Now we can evaluate our chat bot! We will provide information about the simulated user (as a system prompt)
as well as the initial input message from that simulated user to the chat bot.

In [8]:
result = simulation.invoke(
    {
        "system_prompt": "You are on a budget. Your family is hard to please."
        " They all like the beach, except for Aunt Lily, who prefers the mountains.",
        "messages": [
            HumanMessage(
                content="help me plan my family vacation", name=SIMULATED_USER_NAME
            )
        ],
    }
)

In [10]:
# These are the message from the final simulation state
result["messages"]

[HumanMessage(content='help me plan my family vacation', name='simulated'),
 HumanMessage(content="Of course! I'd be happy to help you plan your family vacation. To assist you better, could you please provide some information about your preferences and interests? Include details like the duration of the trip, budget, destination preferences, and any specific activities or landmarks you'd like to include in your itinerary."),
 HumanMessage(content="Oh, planning a family vacation can be quite the task, right? Especially when everyone has different preferences. Well, my family is pretty similar. We're always on a budget, and it can be tough to please everyone. Usually, we end up somewhere by the beach because most of the family loves it, but then there's Aunt Lily who's always campaigning for the mountains.\n\nI've found that the trick is to compromise and maybe find a place that has a bit of both. You know, like a coastal area that has access to some nature trails or a scenic mountain sp

## (Optional) Review Results

If you've traced the run, you can see the full simulation trace in the LangSmith UI by going to the `Agent Simulation Evaluation` project.

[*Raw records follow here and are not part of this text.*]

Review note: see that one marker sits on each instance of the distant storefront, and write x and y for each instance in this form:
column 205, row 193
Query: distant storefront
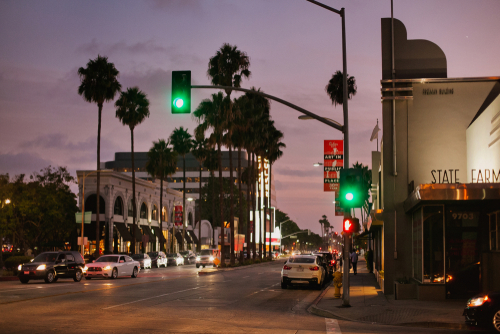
column 436, row 181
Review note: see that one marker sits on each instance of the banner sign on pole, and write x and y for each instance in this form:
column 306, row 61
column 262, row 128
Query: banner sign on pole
column 178, row 215
column 333, row 163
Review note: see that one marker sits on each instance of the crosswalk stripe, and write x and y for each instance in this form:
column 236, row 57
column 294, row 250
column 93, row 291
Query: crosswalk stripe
column 332, row 326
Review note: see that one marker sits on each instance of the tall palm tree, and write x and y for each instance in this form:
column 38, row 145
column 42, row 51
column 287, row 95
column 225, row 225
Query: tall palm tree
column 182, row 142
column 335, row 88
column 210, row 114
column 132, row 108
column 227, row 68
column 200, row 152
column 98, row 84
column 162, row 162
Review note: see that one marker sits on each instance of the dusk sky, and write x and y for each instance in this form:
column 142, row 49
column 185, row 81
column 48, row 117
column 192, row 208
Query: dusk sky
column 294, row 48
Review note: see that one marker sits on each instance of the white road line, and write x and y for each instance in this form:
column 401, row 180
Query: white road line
column 140, row 300
column 332, row 326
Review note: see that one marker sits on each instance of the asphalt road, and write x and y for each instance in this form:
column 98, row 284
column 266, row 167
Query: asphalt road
column 172, row 300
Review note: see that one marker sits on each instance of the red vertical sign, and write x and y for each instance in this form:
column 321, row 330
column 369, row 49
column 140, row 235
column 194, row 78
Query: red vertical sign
column 333, row 163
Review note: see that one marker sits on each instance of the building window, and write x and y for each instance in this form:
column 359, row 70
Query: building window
column 494, row 227
column 118, row 210
column 144, row 211
column 433, row 244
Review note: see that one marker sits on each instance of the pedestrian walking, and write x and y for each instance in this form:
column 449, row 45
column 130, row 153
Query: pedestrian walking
column 354, row 261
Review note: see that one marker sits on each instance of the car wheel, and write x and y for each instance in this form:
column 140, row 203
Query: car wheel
column 496, row 320
column 49, row 277
column 78, row 276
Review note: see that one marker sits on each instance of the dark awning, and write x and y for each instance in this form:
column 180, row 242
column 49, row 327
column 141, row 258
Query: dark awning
column 124, row 233
column 147, row 231
column 193, row 236
column 158, row 234
column 178, row 236
column 138, row 233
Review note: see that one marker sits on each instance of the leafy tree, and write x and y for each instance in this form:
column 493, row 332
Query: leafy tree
column 335, row 88
column 98, row 84
column 162, row 162
column 182, row 142
column 132, row 108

Select the last 'ChatOpenAI' call in the trace to see the full conversation in a single view.

![full-conversation](./img/virtual_user_full_convo.png)


From this run, you can manually annotate it to score its quality. This feedback can be used to compare the quality of different versions of your chat bot.

![annotate](./img/virtual_user_annotate.png)

## Conclusion

In this notebook, you set up a multi-agent simulation to review how your chat bot behaves with simulated users.

To implement this for your chat bot, you can create a dataset of user profiles and questions your chat bot should handle and run periodically. You can use an LLM-as-judge to give the bot an initial score and then manually review to spot check. 

LangGraph gives you full control over the simulation so you can manually change the simulated user and the conversation dynamics.